Thin golf shots are caused when the club head hits too high up on the golf ball, towards the top of the ball. To prevent this from happening you initially need to identify exactly what is making you strike the top of the ball.





    What Is The Cause Of A Thin Golf Shot And How To Best Fix This For Women Golfers 1

    Check your grip pressure. This is one of the most common reasons for hitting thin golf shots. You should hold the golf club, not squeeze it because when you squeeze with your hands, the muscles in your arms work and when your muscles work they contract or shorten. So even though you have started with the club head on the ground next to the ball, as soon as you squeeze too tightly your muscles in your arms shorten and effectively you pull the club head up away from the ground and this will produce a thin shot. Check how tightly you are holding the club. If you squeeze the club as tightly as you can and we call that a 10, half your pressure to a 5 and then drop one more to a 4. This is how it feels to hold the club rather than squeeze it so work on having this pressure in your hands throughout your golf swing.

    Secondly, check your ball position if you were hitting thin shots. If the ball is positioned too far forwards in your stance, the club head will have reached it's lowest point before it gets to the ball and you will be on an upward swing when you then connect with the ball if it is too far forward in your stance. Similarly, if the ball is too far back in your stance, the club head will be descending and not yet have reached it's lowest point when you then connect with the top of the ball, which will again produce a thin shot. So check your ball position. In order to do this correctly, you need to place an alignment pole or club across your toes. Make a right angle with another alignment pole or club to the pole across your toes. For your pitching wedge and 9 iron, the ball should be opposite the middle of your stance. The ball then moves to the left half a ball for each subsequent club, until it is opposite the inside of your left shoe, or left big toe, for your driver.

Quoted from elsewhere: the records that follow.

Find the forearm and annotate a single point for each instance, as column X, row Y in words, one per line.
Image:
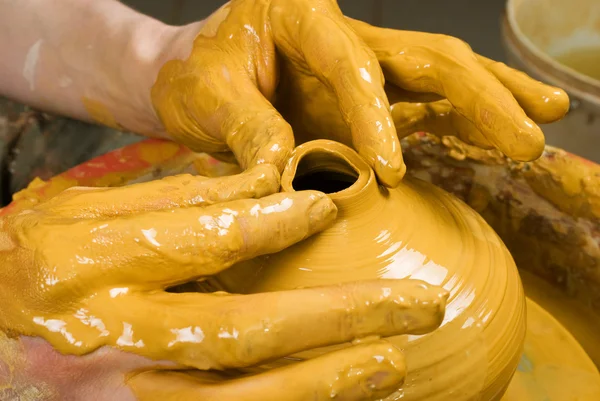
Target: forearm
column 92, row 60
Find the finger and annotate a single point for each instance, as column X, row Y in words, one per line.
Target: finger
column 543, row 103
column 422, row 62
column 363, row 372
column 224, row 111
column 221, row 331
column 255, row 132
column 168, row 193
column 167, row 247
column 399, row 95
column 341, row 60
column 438, row 118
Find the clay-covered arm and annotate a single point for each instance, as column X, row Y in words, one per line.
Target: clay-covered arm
column 88, row 59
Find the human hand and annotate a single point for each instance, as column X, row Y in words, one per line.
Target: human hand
column 485, row 103
column 253, row 60
column 225, row 95
column 85, row 273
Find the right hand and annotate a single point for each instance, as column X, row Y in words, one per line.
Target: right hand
column 85, row 273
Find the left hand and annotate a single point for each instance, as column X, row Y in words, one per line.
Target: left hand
column 256, row 62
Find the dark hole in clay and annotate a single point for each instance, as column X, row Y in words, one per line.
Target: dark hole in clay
column 324, row 172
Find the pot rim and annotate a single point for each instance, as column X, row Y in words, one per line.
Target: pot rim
column 546, row 67
column 334, row 150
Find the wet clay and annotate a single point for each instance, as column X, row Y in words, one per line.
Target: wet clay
column 553, row 367
column 417, row 64
column 414, row 231
column 331, row 376
column 238, row 61
column 85, row 268
column 325, row 74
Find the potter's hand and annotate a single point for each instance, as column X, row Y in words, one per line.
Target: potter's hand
column 487, row 103
column 89, row 268
column 222, row 96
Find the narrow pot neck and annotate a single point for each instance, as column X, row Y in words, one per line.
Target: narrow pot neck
column 335, row 169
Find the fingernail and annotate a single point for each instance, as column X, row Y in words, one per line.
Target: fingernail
column 322, row 212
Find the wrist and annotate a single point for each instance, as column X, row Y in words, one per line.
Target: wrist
column 151, row 45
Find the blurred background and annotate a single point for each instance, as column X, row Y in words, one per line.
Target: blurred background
column 475, row 21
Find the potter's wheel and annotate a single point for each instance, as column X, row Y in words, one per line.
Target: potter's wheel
column 554, row 366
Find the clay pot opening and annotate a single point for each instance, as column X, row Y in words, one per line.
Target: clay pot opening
column 336, row 176
column 325, row 166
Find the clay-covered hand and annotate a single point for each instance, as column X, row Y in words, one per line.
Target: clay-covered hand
column 485, row 103
column 87, row 273
column 227, row 93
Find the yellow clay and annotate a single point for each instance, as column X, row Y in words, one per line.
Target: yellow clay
column 414, row 231
column 553, row 367
column 260, row 68
column 89, row 268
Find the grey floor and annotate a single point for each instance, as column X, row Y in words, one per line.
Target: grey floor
column 475, row 21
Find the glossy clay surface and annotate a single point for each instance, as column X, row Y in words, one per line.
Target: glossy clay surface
column 414, row 231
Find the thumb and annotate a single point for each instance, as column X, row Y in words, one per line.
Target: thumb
column 255, row 132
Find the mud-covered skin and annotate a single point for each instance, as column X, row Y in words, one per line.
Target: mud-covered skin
column 263, row 75
column 85, row 273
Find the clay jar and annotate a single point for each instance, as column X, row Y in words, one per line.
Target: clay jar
column 413, row 231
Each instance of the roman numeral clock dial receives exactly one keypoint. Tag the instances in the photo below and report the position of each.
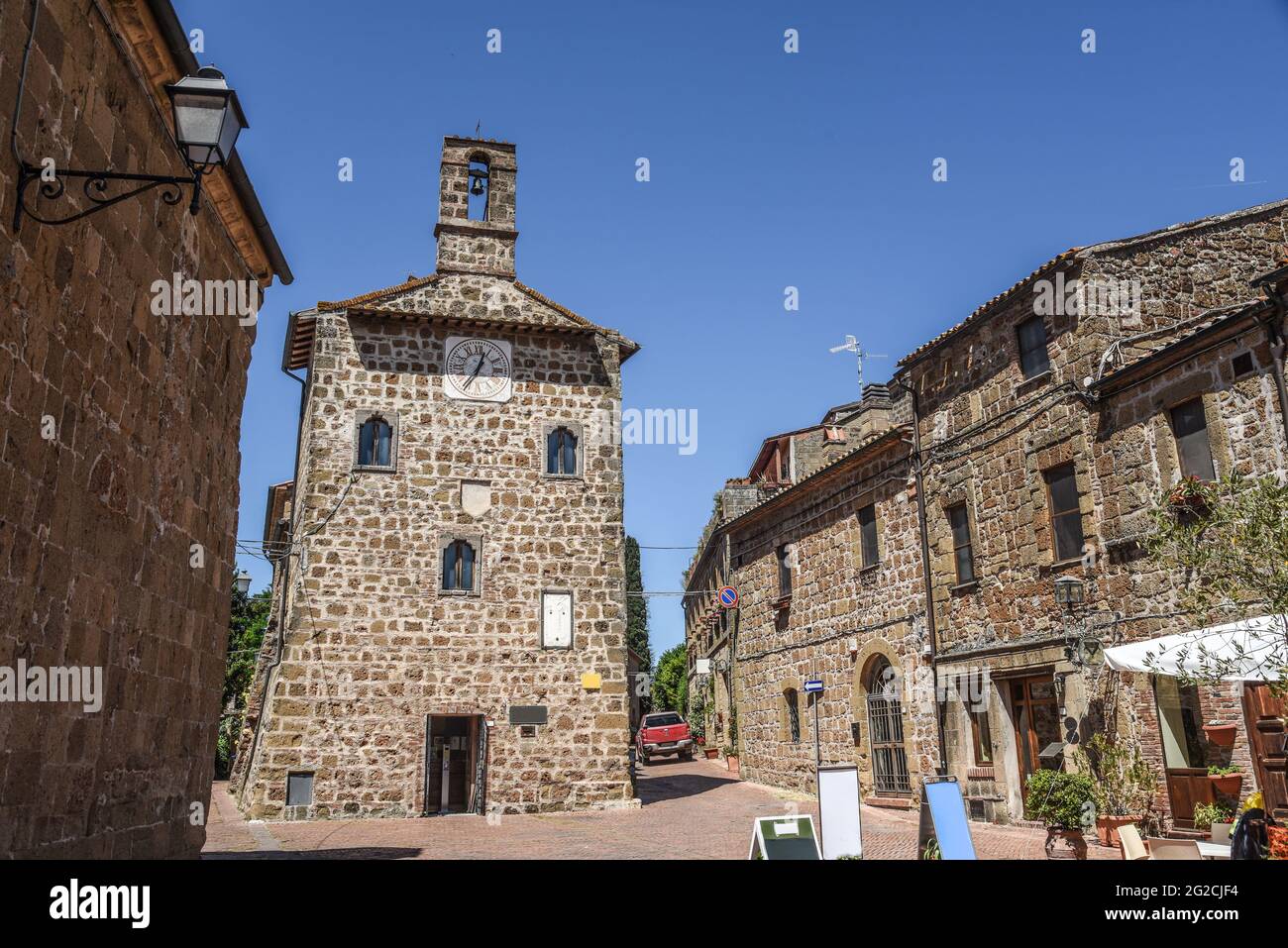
(478, 369)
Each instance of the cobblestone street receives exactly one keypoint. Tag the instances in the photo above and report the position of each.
(690, 811)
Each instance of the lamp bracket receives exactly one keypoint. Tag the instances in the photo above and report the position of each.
(95, 189)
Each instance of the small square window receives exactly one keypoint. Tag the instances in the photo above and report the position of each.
(299, 790)
(1033, 353)
(1193, 450)
(563, 451)
(555, 618)
(870, 553)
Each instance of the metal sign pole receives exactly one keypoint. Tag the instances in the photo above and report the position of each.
(818, 764)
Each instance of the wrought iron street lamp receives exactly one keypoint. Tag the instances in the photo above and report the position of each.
(207, 117)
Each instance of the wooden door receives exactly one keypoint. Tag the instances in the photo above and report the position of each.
(1035, 714)
(1262, 712)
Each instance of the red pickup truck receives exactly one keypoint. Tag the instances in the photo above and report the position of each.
(661, 733)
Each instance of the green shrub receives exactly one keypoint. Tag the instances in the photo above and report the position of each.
(1207, 814)
(1059, 798)
(1124, 784)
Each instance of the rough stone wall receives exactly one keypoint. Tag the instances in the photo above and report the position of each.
(98, 522)
(373, 646)
(833, 600)
(991, 436)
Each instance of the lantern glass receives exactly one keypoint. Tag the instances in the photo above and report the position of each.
(207, 117)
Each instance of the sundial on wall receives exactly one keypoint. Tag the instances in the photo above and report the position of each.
(478, 369)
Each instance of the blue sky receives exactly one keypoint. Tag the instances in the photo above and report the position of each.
(768, 170)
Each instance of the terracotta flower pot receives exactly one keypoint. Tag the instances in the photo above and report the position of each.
(1222, 734)
(1065, 844)
(1227, 784)
(1276, 837)
(1107, 828)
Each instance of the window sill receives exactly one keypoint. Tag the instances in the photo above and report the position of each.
(1033, 382)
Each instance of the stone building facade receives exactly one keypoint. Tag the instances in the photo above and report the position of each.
(449, 629)
(1048, 423)
(119, 475)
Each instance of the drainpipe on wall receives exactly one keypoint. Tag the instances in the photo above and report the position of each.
(925, 569)
(1275, 337)
(286, 576)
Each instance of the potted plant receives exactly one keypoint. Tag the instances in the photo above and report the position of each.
(1225, 780)
(1220, 734)
(1064, 802)
(1124, 785)
(1207, 814)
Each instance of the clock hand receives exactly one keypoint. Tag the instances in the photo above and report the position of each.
(476, 372)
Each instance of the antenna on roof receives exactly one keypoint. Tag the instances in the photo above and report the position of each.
(851, 344)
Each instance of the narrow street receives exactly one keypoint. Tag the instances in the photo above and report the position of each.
(691, 810)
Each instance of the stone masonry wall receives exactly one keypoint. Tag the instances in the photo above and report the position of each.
(991, 434)
(97, 523)
(833, 600)
(372, 644)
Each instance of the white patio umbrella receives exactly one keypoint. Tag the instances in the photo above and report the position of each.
(1250, 649)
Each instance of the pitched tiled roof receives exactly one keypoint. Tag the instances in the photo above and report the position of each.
(411, 283)
(301, 326)
(1055, 262)
(879, 440)
(1207, 322)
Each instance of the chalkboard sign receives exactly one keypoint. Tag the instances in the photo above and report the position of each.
(943, 796)
(784, 837)
(528, 714)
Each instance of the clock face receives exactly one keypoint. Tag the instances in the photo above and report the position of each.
(478, 369)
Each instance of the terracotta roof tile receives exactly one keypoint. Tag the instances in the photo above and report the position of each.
(411, 283)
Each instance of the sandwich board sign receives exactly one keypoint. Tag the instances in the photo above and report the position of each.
(941, 800)
(784, 837)
(838, 810)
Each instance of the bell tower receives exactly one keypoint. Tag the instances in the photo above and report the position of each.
(476, 207)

    With the correct hold pressure and correct ball position, if you are still hitting thin shots we need to address your movement during your swing. A major reason that you will experience hitting thin shots is if you have an over the top movement in your golf swing. This means that as you begin your downswing, the club head moves over the top of your hands and forward of your body position when looking from the side. This produces a very high (or steep) club head position that will now drop down vertically towards the ball. This vertical or steep movement in the club head will result in the club head striking the top of the golf ball more often than not and as such you will hit a thin golf shot. In order to check whether this is happening, place a range basket about one inch to the right of the ball, on the far side (the outside) of the target line. If you are making an over the top action, you will hit the basket before the ball because as the club head moves over the top of your hands it will also move to the far side of the target line which is where you have placed the range basket, so you will strike the basket before the ball. If this is the case, work on swinging the club head back towards the ball on the inside of the basket. This will allow the club head to approach the ball on a much gentler (flatter) approach angle and as a result you will connect with the side and bottom of the ball rather than the top.

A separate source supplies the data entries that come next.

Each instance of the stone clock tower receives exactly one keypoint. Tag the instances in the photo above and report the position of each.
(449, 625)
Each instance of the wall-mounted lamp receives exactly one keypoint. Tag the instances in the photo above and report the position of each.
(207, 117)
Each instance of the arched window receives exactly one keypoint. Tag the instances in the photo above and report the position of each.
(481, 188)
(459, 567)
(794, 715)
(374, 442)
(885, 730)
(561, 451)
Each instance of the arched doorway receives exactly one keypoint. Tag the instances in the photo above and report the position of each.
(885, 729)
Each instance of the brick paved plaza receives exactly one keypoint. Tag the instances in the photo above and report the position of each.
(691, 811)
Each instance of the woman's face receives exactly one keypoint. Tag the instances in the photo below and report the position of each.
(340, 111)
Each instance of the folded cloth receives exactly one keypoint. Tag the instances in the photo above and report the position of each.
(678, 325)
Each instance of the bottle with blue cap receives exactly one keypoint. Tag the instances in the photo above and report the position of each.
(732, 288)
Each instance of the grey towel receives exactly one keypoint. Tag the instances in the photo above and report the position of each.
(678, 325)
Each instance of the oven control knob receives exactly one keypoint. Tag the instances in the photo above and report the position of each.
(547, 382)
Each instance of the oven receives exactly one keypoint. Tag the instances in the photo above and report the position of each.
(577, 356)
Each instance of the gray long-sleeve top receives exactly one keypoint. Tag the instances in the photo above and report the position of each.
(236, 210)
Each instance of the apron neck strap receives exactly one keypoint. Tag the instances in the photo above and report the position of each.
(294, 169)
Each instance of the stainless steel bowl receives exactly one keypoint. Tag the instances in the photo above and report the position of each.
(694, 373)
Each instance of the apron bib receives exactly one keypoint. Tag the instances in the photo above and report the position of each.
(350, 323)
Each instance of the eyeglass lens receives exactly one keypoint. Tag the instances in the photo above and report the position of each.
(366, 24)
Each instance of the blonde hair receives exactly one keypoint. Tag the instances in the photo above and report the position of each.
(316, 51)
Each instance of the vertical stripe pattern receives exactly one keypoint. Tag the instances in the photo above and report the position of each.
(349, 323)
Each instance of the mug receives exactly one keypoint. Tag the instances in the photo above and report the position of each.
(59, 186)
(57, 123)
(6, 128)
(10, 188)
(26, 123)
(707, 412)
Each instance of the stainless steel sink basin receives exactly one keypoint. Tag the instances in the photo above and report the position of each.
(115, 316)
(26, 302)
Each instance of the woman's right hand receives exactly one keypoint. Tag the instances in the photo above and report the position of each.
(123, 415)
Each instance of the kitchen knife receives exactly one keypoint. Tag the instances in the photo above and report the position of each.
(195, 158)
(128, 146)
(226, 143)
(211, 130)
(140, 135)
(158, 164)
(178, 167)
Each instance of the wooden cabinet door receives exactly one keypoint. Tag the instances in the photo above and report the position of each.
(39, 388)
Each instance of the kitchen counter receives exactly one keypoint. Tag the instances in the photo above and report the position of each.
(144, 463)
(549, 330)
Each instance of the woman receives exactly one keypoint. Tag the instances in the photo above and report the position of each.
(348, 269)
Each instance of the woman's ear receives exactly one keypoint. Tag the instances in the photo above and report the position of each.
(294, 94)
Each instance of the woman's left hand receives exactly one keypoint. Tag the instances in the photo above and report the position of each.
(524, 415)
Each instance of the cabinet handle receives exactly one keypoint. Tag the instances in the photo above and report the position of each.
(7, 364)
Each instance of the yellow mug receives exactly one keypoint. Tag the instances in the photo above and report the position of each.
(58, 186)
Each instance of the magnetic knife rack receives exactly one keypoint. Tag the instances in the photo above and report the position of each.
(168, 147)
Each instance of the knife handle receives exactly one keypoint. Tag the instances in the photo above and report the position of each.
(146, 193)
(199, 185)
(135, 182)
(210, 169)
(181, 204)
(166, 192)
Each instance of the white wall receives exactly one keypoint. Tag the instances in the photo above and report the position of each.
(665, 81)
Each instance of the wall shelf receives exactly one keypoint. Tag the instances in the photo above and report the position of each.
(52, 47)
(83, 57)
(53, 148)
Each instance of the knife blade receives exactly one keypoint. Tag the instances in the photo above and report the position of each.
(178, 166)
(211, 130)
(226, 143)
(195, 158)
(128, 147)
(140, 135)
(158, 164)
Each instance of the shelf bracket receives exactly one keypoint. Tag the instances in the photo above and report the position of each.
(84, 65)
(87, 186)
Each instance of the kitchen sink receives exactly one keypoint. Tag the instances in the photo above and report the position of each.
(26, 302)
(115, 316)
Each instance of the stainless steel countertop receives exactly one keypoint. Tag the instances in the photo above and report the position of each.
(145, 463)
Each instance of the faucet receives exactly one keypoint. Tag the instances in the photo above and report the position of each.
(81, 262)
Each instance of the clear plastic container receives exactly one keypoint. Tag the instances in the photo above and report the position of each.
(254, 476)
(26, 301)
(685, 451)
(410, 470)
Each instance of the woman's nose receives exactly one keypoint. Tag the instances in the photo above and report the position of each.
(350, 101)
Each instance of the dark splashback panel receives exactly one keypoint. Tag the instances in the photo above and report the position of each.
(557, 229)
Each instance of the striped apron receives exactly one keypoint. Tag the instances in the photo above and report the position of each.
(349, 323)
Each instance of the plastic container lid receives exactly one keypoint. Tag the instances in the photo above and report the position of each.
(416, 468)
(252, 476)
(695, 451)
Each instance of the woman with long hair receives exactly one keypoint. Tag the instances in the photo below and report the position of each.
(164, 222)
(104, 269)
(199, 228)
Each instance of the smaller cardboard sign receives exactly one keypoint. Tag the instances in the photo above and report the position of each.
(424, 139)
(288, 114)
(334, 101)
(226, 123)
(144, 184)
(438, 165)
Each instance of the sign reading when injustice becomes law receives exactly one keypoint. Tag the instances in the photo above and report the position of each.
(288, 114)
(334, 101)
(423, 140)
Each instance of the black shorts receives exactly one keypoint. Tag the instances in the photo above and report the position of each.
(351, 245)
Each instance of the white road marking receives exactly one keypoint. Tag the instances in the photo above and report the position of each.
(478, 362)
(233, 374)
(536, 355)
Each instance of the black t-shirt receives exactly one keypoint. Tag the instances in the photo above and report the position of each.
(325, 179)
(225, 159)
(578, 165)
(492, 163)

    If you are still thinning shots following this you may be releasing the club early. This simply means that on your downswing you are creating a straight line between your left arm and the club shaft before you connect with the golf club. This straight line should not happen until you connect with the ball and if it occurs too early before impact, the low point for the club head will be reached. If the low point for the club head is reached before you strike you will then catch the ball on your upswing and this will result in you hitting the upper part of the golf ball and producing a thin golf shot.

    To encourage you to make a downwards movement towards the ball and to allow you to create correct release, and get the straight left arm and club shaft position where the ball is, try this drill. Place a golf ball or head cover opposite your right foot and on the target line. Make a practice swing and swing down without hitting the head cover, working on striking the ground to the left of it where the ball would be. Once you are successfully achieving this, put a golf ball in and try to do the same thing. Swing down without hitting the head cover, but strike the ground just to the left of it where the ball is.





    This should get you hitting much sweeter, more solid golf shots that will improve your connection and strike, increase your distance and get you enjoying playing your golf shots again.